Former state Rep. Toby Nixon and former state Sen. Bill Finkbeiner said they have started working with lawmakers to close the accounts after an Associated Press story identified a variety of questionable expenditures.
Finkbeiner said legislators appear to be using the surplus funds as an extra checking account.

"I just feel like they're being abused," Finkbeiner said. "There's not enough oversight."

Nixon, a Republican, is currently president of the Washington Coalition for Open Government. Finkbeiner is a Republican candidate for lieutenant governor.

State law allows politicians to use their surplus accounts for a variety of things, including an umbrella option for "office-related expenses." Nixon and Finkbeiner say that is too broad. They propose the elimination of the accounts and would allow politicians to either return excess money to contributors or to save it for future elections.

Finkbeiner had a surplus account when he was in the Legislature and reported spending the money on meals, printing expenses and travel. Much of it was forwarded to the Senate Republicans campaign committee, which is how many lawmakers shed their excess cash.

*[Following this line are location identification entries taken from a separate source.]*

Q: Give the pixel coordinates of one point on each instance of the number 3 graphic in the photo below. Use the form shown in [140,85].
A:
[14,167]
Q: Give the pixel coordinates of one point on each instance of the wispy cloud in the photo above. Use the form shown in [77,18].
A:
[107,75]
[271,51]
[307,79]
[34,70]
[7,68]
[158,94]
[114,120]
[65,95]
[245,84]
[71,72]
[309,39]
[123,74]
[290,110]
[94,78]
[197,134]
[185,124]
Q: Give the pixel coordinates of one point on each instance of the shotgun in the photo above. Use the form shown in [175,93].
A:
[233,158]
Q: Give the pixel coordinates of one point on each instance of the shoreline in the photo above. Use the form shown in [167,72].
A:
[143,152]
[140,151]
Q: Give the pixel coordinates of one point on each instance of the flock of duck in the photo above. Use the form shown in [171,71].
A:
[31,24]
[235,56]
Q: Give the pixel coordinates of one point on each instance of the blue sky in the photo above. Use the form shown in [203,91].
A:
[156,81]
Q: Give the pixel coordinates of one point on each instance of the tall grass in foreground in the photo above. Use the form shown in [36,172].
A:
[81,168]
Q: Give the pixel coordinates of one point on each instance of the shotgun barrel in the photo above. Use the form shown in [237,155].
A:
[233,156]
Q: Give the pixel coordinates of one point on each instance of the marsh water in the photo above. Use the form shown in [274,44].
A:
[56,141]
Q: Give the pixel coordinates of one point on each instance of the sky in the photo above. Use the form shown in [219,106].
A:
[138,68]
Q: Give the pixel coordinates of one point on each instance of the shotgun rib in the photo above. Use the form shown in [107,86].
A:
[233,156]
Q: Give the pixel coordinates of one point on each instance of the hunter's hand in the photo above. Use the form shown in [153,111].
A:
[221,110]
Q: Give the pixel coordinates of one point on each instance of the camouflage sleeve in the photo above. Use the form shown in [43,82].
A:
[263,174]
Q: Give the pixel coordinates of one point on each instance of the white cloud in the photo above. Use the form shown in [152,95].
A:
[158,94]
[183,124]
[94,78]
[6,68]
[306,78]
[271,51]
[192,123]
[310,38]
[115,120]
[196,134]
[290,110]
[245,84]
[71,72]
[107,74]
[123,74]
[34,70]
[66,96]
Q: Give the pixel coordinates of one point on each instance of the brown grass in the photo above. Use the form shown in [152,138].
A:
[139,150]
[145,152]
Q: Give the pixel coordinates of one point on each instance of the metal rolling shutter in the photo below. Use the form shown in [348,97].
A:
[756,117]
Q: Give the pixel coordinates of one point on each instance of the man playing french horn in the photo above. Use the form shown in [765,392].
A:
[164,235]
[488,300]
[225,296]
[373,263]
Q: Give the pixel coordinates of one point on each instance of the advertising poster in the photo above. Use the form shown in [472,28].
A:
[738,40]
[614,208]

Nixon also sent some of his money to political groups, and some of it was donated in 2009 and 2007 to the Washington Coalition for Open Government. He is a volunteer leader at the organization now.

Nixon said the accounts serve as a temptation for politicians to misuse the money. He said no lawmakers have agreed to introduce the legislation, but he suspects there are some who will be on board.

"I do think there are quite a few legislators _ on both sides of the aisle _ who are very committed to ethics and would be willing to sponsor this kind of bill," Nixon said.

Nixon and Finkbeiner also said they want to see the Legislature increase funding for the state's Public Disclosure Commission.